Edward Partridge

Personal information
- Full name: Edward Wooldridge Partridge
- Date of birth: 13 February 1891
- Place of birth: Lye, Worcestershire, England
- Date of death: 10 June 1970 (aged 79)
- Position: Left winger

Senior career*
- Years: Team / Apps / (Gls)
- 1919–1920: Ebbw Vale
- 1920–1929: Manchester United / 148 / (16)
- 1929: Halifax Town
- 1929: Manchester Central
- 1930: Altrincham
- 1930–1931: Crewe Alexandra
- 1931–1932: Darwen

= Teddy Partridge =

English footballer

Edward Wooldridge Partridge (13 February 1891 – June 1970) was an English footballer who played for Ebbw Vale, Manchester United and Halifax Town.

==Early life==
Partridge was born to David and Martha Partridge in 1891 in the village of Lye, near Stourbridge, Worcestershire and spent much of his pre-adult life there.

By the time he was 20 Teddy had moved to Wales and was working underground in the coal mines near Mynyddislwyn.

He signed on (as Edward Wooldridge) to serve in the British Army in World War I, being in the Duke of Wellington's (West Riding) Regiment.

==Football career==
After the war, Partridge joined Ebbw Vale and scored 36 goals for them in the 1919–20 season. He then joined Manchester United for the next season and was a regular first team selection for the next three years. "...from inside left has developed into one of the fastest and cleverest left wingers playing. Is a regular box o' tricks and a real flyer."

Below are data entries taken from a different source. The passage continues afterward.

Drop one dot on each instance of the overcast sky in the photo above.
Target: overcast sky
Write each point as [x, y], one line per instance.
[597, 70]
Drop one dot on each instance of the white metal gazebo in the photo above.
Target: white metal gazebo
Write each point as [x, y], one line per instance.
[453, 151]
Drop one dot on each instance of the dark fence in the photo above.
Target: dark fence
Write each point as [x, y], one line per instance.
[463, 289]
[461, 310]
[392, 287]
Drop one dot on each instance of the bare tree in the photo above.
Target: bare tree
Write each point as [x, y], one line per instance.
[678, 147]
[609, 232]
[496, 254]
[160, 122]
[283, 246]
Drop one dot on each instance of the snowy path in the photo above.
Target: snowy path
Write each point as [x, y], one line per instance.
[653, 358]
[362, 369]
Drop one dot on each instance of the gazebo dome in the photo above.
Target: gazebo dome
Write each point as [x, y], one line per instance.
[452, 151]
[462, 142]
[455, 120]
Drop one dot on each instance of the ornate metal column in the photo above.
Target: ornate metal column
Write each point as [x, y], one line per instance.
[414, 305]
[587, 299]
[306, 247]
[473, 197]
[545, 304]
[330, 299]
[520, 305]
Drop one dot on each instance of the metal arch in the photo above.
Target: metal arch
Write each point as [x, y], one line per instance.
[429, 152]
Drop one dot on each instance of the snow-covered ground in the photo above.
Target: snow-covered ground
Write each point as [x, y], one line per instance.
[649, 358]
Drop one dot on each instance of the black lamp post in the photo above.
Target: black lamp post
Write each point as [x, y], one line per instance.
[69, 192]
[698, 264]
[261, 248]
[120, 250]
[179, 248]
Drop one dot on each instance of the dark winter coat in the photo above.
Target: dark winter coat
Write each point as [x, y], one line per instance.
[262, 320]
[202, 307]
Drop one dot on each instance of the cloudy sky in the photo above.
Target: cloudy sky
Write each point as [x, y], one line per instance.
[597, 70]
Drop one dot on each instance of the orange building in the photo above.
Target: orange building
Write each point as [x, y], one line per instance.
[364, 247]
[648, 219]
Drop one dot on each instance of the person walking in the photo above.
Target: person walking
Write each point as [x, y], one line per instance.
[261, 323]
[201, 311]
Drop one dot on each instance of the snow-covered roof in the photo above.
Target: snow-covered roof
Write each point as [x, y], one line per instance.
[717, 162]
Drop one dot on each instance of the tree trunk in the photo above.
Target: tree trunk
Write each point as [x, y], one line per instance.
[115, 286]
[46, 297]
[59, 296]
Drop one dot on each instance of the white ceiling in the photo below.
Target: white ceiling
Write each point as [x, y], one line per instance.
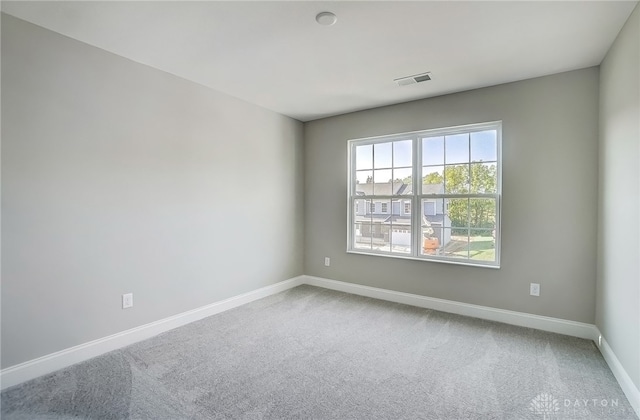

Partridge was placed on the transfer list at the end of the 1928–29 season and in early July 1929 it was announced that he'd been signed by Halifax Town. His stay with Halifax was short-lived, as in November the team and Partridge agreed to part ways. The following year, he was playing at Crewe Alexandra. In 1931, he was made the captain of Darwen.

==Personal and later life==
Partridge married Nora Roberts in 1922. In 1939 they were living in Stretford, Lancashire, with his occupation listed as aircraft trainee at Metro-Vickers.

When Nora died in Manchester in 1967, Partridge was listed as a retired electrician's labourer, and at his death in early June 1970, he was still at the same address in Aldwick Avenue, Didsbury.